I think that the most interesting part of the question - namely to find the probability of being B_t for some 0 <= t <= 2 negative - is not answered properly in the CMP. Could anybody please give me a simple (exam style) but rigorous answer?

Thx in advance.

Sandor
 
Dear all,

I think that the most interesting part of the question - namely to find the probability of being B_t for some 0 <= t <= 2 negative - is not answered properly in the CMP. Could anybody please give me a simple (exam style) but rigorous answer?

Thx in advance.

Sandor

That's because (as I may have been thinking) that all we are looking for is B_1 and/or B_2 to be negative values, much like the previous part question. But don't forget that the Brownian motion is continuous state space, continuous time stochastic process. The thing is that while B_1 and B_2 can both be positive, no matter how positive the interval is at any one instant, there is non-zero probability that at the next instant it will drop below zero due to that distribution B_t-B_s~N(0,t-s).
 
That's because (as I may have been thinking) that all we are looking for is B_1 and/or B_2 to be negative values, much like the previous part question. But don't forget that the Brownian motion is continuous state space, continuous time stochastic process.

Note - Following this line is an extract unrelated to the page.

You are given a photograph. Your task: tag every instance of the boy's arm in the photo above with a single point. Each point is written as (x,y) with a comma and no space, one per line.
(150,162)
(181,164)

The thing is that while B_1 and B_2 can both be positive, no matter how positive the interval is at any one instant, there is non-zero probability that at the next instant it will drop below zero due to that distribution B_t-B_s~N(0,t-s).
Hi Calm,

No. The question is to calculate the Prob("There is a t from [0,2] such that B_t <0 "). And the answer in the CMP is that this equals to 1 with really unclear and high-level argumentation.